Double-Curved Form Approximation With Identical Discrete Panel Geometries
CHRISTOPH KLEMMT1 and RAJAT SODHI2
1Orproject, United Kingdom; University of Cincinnati, United States of America; University of Applied Arts Vienna, Austria
To reduce the costs of manufacturing multiple moulds for double-curved facade construction, this research suggests a method of approximating the desired envelope with identically formed panel geometries.
The panels can then be fabricated by only using two doublecurved moulds. In a second step, individual segments are cut out of the identical base geometries. The method has been successfully tested with the construction of a prototype.
The result is an intricately textured freeform geometry. The installation was built at a reasonable cost compared to other ways of fabricating double-curved geometry. The strength of the panels was utilised as the sole structural system of the prototype.
The main challenge in the construction of double-curved facade geometry is the cost of manufacturing individual panels. Except in few cases, a seemingly double-curved facade is rarely actually constructed double-curved; more often it is rationalised into flat or single-curved elements that approximate the intended double-curvature.

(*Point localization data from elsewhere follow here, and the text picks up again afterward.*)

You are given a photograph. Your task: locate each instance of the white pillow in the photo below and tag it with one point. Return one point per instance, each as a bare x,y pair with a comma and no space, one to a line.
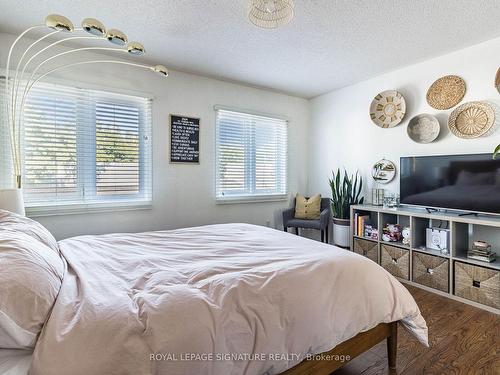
12,221
30,279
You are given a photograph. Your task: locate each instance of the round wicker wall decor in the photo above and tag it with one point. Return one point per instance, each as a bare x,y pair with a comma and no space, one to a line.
471,120
388,109
446,92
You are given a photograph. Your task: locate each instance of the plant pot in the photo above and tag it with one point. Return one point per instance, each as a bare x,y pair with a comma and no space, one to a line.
341,229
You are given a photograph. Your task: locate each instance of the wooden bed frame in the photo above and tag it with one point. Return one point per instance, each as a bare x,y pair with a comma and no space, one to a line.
352,348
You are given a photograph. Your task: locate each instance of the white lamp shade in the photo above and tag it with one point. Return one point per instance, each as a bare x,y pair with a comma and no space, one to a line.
12,200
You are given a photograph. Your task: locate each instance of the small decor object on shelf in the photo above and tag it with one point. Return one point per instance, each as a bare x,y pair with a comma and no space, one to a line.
346,191
383,171
446,92
437,239
392,233
391,200
481,250
378,197
423,128
388,109
406,233
472,120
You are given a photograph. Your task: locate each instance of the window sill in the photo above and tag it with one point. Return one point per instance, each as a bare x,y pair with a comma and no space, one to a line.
75,209
252,199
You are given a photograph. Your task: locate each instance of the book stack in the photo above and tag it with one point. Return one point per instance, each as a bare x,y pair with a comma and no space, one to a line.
481,251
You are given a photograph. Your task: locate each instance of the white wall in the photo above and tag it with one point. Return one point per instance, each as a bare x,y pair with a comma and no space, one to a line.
343,135
184,195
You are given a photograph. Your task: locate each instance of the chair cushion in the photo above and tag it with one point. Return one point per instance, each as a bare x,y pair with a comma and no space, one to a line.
304,223
309,209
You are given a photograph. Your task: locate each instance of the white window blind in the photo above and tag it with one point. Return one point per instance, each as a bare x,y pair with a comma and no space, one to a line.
86,148
251,156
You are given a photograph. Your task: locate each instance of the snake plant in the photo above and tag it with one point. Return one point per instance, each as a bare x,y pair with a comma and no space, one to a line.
346,191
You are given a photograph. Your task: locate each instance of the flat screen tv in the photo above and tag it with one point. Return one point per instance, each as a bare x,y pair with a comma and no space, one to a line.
459,182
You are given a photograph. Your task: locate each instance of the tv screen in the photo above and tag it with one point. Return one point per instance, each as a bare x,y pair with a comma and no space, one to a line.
459,182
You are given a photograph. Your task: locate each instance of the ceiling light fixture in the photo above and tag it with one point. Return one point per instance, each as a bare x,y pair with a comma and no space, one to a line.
270,14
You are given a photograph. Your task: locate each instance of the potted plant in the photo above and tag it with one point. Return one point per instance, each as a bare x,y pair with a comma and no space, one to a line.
346,191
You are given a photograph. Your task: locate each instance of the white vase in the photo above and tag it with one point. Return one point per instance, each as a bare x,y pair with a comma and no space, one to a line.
341,229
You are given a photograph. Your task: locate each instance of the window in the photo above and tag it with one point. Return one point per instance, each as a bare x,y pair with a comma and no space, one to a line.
251,156
85,148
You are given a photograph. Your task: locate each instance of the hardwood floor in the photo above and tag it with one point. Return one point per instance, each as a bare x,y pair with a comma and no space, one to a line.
463,340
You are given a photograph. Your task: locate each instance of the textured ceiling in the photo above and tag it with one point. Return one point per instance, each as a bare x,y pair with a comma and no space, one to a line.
329,44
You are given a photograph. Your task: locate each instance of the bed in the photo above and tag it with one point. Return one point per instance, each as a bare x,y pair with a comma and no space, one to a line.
217,299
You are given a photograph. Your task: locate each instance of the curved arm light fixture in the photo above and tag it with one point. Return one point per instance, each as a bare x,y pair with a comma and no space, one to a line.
96,30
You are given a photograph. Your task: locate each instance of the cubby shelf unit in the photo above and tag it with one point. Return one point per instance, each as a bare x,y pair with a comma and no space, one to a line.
463,231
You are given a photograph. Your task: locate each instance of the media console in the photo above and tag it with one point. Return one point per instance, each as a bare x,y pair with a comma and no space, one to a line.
453,274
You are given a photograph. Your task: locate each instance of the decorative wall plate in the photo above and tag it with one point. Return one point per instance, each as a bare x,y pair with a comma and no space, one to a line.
446,92
383,171
471,120
423,128
497,80
388,109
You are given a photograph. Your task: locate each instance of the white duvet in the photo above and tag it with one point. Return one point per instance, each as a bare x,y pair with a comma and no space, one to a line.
218,299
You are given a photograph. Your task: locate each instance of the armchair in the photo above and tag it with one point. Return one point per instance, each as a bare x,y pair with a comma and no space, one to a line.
321,224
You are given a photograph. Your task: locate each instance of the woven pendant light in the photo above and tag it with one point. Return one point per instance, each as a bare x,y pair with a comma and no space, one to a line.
270,14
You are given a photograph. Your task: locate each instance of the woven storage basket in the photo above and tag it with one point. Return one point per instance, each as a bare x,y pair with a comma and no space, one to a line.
395,260
477,284
366,248
431,271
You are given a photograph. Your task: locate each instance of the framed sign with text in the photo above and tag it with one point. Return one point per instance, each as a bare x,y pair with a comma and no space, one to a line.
184,139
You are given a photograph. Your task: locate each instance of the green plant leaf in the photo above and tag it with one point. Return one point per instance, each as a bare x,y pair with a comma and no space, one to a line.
496,151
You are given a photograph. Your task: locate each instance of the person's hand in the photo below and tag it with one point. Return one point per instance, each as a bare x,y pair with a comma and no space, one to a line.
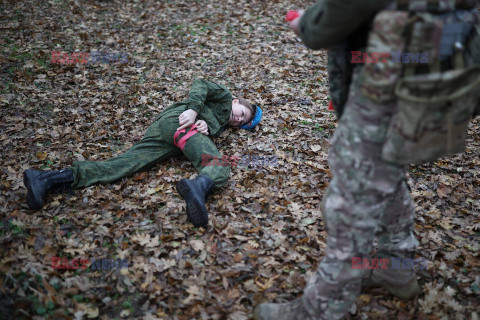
202,127
294,24
187,118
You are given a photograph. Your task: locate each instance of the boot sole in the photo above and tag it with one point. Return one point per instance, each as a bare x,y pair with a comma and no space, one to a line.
196,212
28,178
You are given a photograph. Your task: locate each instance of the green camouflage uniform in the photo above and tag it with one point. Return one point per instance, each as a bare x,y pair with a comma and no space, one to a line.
212,101
368,198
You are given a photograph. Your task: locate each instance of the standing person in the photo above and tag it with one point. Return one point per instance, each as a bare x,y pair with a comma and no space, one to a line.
397,112
207,112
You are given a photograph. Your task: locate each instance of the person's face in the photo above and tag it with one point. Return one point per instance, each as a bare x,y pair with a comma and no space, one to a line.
240,114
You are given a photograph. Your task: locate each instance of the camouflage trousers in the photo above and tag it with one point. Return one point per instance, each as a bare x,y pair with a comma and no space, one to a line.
367,199
156,146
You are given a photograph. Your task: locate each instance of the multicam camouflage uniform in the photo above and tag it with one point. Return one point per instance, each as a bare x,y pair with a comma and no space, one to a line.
212,101
368,198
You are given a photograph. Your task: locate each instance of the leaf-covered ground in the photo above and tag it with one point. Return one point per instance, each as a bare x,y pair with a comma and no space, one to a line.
265,235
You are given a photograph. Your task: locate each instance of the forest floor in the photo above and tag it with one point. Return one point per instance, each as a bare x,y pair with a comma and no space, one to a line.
265,236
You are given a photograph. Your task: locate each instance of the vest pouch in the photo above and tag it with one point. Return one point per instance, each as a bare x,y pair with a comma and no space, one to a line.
432,116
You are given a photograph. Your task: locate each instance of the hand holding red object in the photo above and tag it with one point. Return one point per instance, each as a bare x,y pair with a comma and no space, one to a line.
330,106
292,15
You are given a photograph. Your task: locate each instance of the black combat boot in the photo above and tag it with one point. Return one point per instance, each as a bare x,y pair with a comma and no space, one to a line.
40,183
195,192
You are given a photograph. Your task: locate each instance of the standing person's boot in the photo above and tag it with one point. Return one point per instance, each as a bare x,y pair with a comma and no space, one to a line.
40,183
293,310
400,283
195,192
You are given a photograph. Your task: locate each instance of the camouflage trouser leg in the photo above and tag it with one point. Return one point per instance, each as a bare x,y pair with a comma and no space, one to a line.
156,146
362,188
395,232
152,149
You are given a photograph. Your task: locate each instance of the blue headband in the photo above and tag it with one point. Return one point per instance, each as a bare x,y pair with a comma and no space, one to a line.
256,119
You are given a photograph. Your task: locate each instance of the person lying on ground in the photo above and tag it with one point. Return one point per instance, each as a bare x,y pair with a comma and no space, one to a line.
207,111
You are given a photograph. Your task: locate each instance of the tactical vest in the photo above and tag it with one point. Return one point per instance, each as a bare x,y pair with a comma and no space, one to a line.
435,82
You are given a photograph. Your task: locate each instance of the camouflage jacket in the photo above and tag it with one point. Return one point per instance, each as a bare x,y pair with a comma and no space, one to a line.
212,101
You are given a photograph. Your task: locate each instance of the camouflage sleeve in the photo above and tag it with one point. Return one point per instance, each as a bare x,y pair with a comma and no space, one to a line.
330,21
203,90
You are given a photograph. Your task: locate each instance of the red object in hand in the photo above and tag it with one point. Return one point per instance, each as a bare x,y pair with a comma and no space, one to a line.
330,106
292,15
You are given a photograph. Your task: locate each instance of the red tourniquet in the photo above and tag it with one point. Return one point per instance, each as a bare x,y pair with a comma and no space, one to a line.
181,143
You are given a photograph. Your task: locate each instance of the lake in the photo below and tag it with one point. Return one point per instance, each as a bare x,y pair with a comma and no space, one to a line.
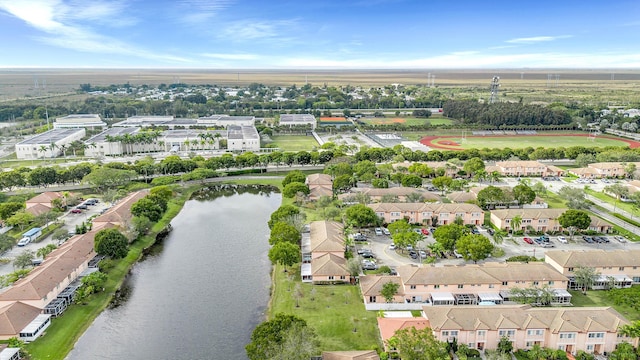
201,292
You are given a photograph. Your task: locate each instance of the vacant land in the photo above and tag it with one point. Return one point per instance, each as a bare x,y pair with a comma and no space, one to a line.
523,141
294,142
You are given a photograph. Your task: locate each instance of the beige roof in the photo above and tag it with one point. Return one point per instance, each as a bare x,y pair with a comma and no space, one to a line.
16,316
475,274
319,179
371,285
120,213
326,236
45,198
329,264
350,355
528,213
594,258
524,317
462,196
422,207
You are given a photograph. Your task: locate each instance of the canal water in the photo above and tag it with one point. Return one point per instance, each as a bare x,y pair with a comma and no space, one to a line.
201,293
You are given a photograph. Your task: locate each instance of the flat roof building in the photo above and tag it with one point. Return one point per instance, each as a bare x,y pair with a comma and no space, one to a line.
48,144
79,121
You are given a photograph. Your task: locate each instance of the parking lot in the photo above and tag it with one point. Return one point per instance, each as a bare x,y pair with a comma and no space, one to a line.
381,254
70,221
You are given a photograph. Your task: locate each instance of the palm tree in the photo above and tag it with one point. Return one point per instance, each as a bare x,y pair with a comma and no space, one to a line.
515,223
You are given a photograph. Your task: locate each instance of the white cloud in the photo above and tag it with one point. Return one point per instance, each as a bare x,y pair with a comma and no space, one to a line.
536,39
231,56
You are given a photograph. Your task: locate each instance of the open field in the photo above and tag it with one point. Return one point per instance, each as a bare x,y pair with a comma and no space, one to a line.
584,84
523,141
294,142
407,121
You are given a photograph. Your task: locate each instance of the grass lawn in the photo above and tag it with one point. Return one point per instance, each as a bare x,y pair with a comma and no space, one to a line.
516,142
67,329
599,298
294,142
336,312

The economic challenge lies in the costs of manufacturing moulds against which the façade panels are formed. For the fabrication of panels from various materials, such as aluminium, glass, fibre concrete or polymers, usually a separate mould needs to be manufactured for each panel. Alternatives such as Multi-Point Forming offer savings but are still relatively costly.
In order to allow for an affordable manufacturing of complex form, architects have proposed geometries that are based on a limited amount of identical discrete components.

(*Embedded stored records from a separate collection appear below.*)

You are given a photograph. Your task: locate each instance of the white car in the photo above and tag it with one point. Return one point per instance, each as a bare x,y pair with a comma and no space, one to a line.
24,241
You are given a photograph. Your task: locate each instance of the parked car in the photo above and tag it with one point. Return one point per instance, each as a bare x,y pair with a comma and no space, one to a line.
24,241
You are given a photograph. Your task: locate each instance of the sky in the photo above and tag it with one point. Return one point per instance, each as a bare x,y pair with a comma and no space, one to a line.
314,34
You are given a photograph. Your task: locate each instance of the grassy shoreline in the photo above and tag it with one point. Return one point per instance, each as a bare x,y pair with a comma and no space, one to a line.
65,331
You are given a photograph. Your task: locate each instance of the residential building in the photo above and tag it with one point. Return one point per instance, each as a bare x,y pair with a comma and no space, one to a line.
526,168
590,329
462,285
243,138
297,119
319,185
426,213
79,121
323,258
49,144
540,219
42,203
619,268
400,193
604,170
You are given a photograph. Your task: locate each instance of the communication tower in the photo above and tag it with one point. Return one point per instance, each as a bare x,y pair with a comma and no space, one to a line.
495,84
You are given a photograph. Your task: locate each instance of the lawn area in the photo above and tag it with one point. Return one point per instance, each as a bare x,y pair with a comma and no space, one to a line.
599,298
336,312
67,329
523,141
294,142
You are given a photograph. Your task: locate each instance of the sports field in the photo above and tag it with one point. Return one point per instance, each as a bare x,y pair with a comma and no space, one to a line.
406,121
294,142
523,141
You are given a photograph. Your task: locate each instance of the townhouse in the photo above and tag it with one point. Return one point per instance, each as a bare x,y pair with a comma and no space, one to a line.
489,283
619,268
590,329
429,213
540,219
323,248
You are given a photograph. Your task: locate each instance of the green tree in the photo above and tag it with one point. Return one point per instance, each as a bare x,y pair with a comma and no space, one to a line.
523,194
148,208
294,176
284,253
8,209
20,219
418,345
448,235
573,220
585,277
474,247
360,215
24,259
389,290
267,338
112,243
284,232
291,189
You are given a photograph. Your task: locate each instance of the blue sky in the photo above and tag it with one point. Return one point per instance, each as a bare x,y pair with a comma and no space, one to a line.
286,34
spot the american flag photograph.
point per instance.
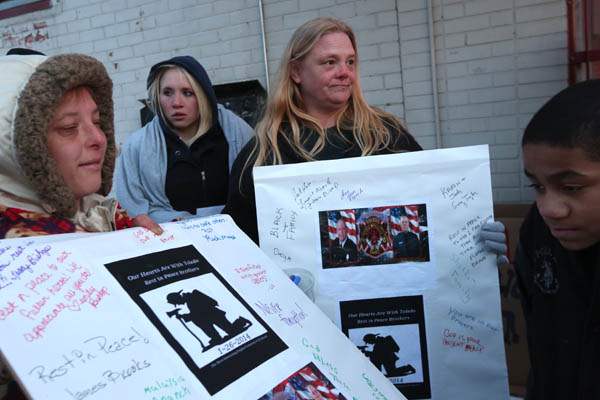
(306, 384)
(374, 235)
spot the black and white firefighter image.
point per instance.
(204, 312)
(381, 350)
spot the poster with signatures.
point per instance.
(199, 312)
(391, 245)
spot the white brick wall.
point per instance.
(497, 61)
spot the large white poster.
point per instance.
(196, 313)
(392, 244)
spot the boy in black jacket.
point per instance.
(558, 255)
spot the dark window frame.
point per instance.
(23, 7)
(583, 18)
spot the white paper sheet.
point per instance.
(91, 318)
(433, 290)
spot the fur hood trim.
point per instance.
(35, 107)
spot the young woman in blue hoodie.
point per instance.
(177, 166)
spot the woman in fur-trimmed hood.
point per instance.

While this may provide an answer to the economic issues of the construction, it very often leads to geometric systems that appear pixelated rather than flowing.
We therefore propose a method of double-curved façade construction that utilises identical discrete panels during the forming process, which are then trimmed in order to align to the desired free-form envelope.
The method has been tested with a prototype and was evaluated for its aesthetic and economic performance. It was shown to cost significantly less than a fully double-curved construction while resulting in a dynamically flowing, textured geometry.
We propose a system similar to that of our previous research in order to approximate a desired envelope geometry, which in this case uses discrete panels that are double-curved in two repetitive shapes, rather than being singlecurved as in the previous work.
The panel fabrication therefore uses only two moulds so that the costs of mould fabrication can be minimised. The panels are then CNC-cut to custom shapes in order to align to the overall double-curved envelope geometry and to generate architectural detail and complexity at the same time.